Construction of an Abstract IFFL Model:
The first step in designing our decoding circuit was to examine what circuit architectures were capable of distinguishing between different types of dynamical inputs. After reviewing the literature, we found that many natural systems that utilize dynamic information encoding share a common circuit motif, that of the incoherent feedforward loop (IFFL). The IFFL is an architecture in which an input activates the production of both a reporter/output as well the production of an inhibitor of that reporter (Figure 1) [1]. Furthermore, this IFFL architecture has been shown to be capable of serving as a temporal distinguisher, meaning it can differentiate between different types of temporal (dynamic) signals.

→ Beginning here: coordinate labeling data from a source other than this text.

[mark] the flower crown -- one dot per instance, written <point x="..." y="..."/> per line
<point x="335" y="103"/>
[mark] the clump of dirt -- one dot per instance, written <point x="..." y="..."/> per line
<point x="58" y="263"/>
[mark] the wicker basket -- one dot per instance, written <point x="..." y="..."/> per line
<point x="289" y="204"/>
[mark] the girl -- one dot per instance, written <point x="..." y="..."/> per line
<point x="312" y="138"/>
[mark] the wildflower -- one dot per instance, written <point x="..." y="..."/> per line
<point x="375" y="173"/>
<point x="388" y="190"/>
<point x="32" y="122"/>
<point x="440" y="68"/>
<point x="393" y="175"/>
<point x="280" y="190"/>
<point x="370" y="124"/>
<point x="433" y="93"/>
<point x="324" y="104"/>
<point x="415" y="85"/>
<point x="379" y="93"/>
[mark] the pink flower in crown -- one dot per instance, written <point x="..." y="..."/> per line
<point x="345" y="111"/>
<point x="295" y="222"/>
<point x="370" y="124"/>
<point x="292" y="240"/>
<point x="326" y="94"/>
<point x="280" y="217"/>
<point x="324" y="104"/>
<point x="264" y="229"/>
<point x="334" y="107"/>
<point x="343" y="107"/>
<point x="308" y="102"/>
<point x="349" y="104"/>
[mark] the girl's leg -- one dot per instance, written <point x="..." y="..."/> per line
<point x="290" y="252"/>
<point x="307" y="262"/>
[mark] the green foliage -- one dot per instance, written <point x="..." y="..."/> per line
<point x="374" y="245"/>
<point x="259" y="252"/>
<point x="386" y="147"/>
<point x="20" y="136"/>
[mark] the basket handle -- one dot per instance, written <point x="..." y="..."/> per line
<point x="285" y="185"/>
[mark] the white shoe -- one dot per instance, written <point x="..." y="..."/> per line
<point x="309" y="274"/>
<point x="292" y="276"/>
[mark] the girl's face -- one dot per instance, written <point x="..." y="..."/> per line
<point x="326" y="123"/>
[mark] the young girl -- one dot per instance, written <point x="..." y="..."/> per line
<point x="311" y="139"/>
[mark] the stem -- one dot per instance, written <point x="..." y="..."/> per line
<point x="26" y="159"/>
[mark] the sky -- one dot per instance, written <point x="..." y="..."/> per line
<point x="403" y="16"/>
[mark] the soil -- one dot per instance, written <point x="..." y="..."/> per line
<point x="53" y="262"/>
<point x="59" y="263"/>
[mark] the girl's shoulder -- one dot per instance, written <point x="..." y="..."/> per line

Figure 1: Schematic of an Incoherent Feed Forward Loop architecture. An activator (green) activates the production of a reporter/output (purple) as well as an inhibitor of the reporter (blue).
Based on our understanding that incoherent feedforward loops (IFFLs) could serve as temporal distinguishers, the first goal of our project was to replicate the model from Zhang, et al. (2016) [1]. We constructed an abstract kinetics based IFFL model, and found that IFFLs are indeed temporal classifiers. We found that when an IFFL was given an oscillatory input signal it will give qualitatively different outputs depending on the length of input signals (Figure 2). In the presence of long input signals, an IFFL will give output pulses of a fixed height, whereas in the presence of shorter input signals it will produce a staircase like output where the output concentration increases with each new input pulse.
Figure 2: The results from our abstract IFFL model. When inputs are long (left), reporter concentration pulses at a fixed height in response to each input. When input lengths are shorter than the threshold time, each input pulse will generate a stepwise increase whose size is determined by pulse time.
The ultimate source of this behavior is the dynamics of the inhibitor; when inputs are short, the amount of inhibitor never crosses the threshold at which it efficiently degrades the output, leading to stepwise increases in the output. Conversely, when inputs are long, the inhibitor crosses the threshold and reduces the concentration of the output. Importantly for our project, these results showed that IFFLs are capable of distinguishing the temporal properties of inputs, giving different outputs depending on the length of the input signal. That means that an IFFL can provide the basis for a system that is attempting to interpret dynamic, i.e. time encoded information.
Creating a Protease Based IFFL:
With the knowledge that an IFFL would provide a suitable architecture for the construction of our decoder, we decided to use a previously characterized IFFL system that utilizes the mf-Lon protease system [2,3]. In this system the mf-Lon protease acts as an inhibitor by degrading a reporter with a protein degradation tag (pdt) (Figure 3).
Figure 3: Schematic of the dual inducible mScarlet-I-pdt mf-Lon IFFL system. Inducers act as independently tunable proxies for inputs and mf-Lon acts as an inhibitor of the reporter mScarlet-I pdt.
This is an extremely powerful and tunable system because the degradation rate constant can be tuned by using different strength pdts. By simultaneously activating the production of mf-Lon and mScarlet-I-pdt with two separate small molecule inducers, this system operates as an IFFL, with the induction of the circuit leading to the production of both the output (mScarlet-I-pdt) and its inhibitor (mf-Lon). However, by using two separate inducible systems, the production rate of the inhibitor and the output can be tuned independently of one another. Last year, work in iGEM confirmed that this system is capable of generating a pulsatile output from a continuous signal. Our first experiment therefore was to test if we could replicate this behavior on the plate reader, which would serve the dual purpose of confirming one half of the theoretical basis of our model as well as allow us to comfortably use the plate reader for future experiments involving multiple conditions. Using the registry parts K2333434 (plLac mf-Lon) and K2333428 (ptet mScarlet-I pdt#3) we were able to successfully replicate this pulsatile behavior given a constant input (Figure 4).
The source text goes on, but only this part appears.